/Stock-Portfolio-Diversification-Using-Clustering-and-Volatility-Prediction

The project aims to profile stocks with similar weekly percentage returns using K-Means Clustering. The project calculates realized volatility for each stock and predicts realized volatility for each stock using classical volatility models and machine learning models and comparing their performance. This is a capstone project for CIVE 7100 Time Series and Geospatial Data Sciences.
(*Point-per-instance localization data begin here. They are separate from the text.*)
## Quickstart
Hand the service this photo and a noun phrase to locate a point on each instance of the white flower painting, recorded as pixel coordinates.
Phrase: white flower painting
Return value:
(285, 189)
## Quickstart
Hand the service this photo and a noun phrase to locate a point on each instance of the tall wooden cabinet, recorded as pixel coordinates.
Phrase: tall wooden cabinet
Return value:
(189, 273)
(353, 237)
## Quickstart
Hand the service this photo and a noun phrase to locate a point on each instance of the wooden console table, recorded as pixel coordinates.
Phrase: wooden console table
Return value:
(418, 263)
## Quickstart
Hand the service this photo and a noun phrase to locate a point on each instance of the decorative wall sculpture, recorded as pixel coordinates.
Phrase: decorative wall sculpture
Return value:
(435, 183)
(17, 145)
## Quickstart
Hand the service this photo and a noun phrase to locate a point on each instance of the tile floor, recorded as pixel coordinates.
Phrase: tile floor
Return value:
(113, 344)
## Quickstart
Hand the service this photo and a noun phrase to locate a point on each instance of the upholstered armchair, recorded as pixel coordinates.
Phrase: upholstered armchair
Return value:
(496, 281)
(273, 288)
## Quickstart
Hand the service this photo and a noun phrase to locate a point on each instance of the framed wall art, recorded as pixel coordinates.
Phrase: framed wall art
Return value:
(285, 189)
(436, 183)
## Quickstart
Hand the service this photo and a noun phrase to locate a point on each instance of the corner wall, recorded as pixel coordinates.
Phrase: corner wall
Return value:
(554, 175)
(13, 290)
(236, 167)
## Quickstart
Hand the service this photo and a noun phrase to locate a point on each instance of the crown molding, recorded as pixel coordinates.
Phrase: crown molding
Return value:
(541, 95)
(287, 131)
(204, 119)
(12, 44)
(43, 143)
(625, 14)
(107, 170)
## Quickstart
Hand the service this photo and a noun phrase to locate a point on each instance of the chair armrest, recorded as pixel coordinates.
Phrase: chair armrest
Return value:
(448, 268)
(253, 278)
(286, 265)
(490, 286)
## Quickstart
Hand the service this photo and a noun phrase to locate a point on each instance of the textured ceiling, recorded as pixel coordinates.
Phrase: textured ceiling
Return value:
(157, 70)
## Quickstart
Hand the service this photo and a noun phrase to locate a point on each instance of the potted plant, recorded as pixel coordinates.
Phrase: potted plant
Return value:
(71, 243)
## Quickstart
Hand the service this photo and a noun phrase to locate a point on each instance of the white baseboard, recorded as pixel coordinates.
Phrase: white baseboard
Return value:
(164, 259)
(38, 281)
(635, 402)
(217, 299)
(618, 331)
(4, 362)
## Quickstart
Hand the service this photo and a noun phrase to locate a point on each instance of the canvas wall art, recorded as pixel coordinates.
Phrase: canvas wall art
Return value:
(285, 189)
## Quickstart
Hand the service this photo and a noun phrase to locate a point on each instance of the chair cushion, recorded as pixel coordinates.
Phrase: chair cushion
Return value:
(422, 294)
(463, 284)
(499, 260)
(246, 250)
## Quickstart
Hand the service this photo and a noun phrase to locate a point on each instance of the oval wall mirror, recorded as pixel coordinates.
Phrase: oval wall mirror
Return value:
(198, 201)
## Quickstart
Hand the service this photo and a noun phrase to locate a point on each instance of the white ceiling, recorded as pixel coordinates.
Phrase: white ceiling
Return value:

Primary LanguageJupyter Notebook

Stock Volatility Prediction

Link to project dashboard: (Please use Firefox) - https://share.streamlit.io/kedarghule/stock-portfolio-diversification-using-clustering-and-volatility-prediction/main/main.py

Problem Statement

How can we diversify an investor’s portfolio such that it can be profitable and has stocks with a security worth investing? How do we present information to an investor looking to diversify their stock portfolio, maximizing their profits such that they can study the company and make an informed decision before investing? One of the answers to this question is forecasting the stock’s closing price. However, it is very difficult to predict something that depends on the future which is uncertain and unpredictable. Stock data is also very volatile. As you can see in the figure below, the stock closing price trends look like that of a random walk.

image

Keeping the above in mind and multiple ways the problem can be approached, this project intends to focus on volatility and how stock’s observed historical volatility and prediction can help diversify an investor’s portfolio. The level of volatility is an important factor for an investor as higher volatility creates greater risk and uncertainty of the portfolio’s performance at any given time. The increased uncertainty also reduces the ability to predict performance and use financial models. The idea of diversifying a portfolio is to have securities in one’s portfolio such that they cancel out each other’s volatility.

Data Sources

The data (symbol, name, sector, and sub-sector) of companies in the S&P 500 index is scraped from the Wikipedia page at this link. The individual stock data for the company and for the S&P 500 index is gathered using the YFinance library in Python. The YFinance library offers to download market data from Yahoo Finance.

Methodology

This step consists of two parts. The first part focuses on clustering stocks based on their weekly percentage returns. The second part focuses on volatility clustering and prediction.

K-Means Clustering

K-Means Clustering is used to profile stocks with similar trends in weekly percentage returns. K-Means Clustering is an unsupervised machine learning technique in which the algorithm clusters the data in an iterative manner. It is used to cluster or profile unlabeled data to predict the class of observations without a target vector. The ‘K’ value here denotes the number of clusters.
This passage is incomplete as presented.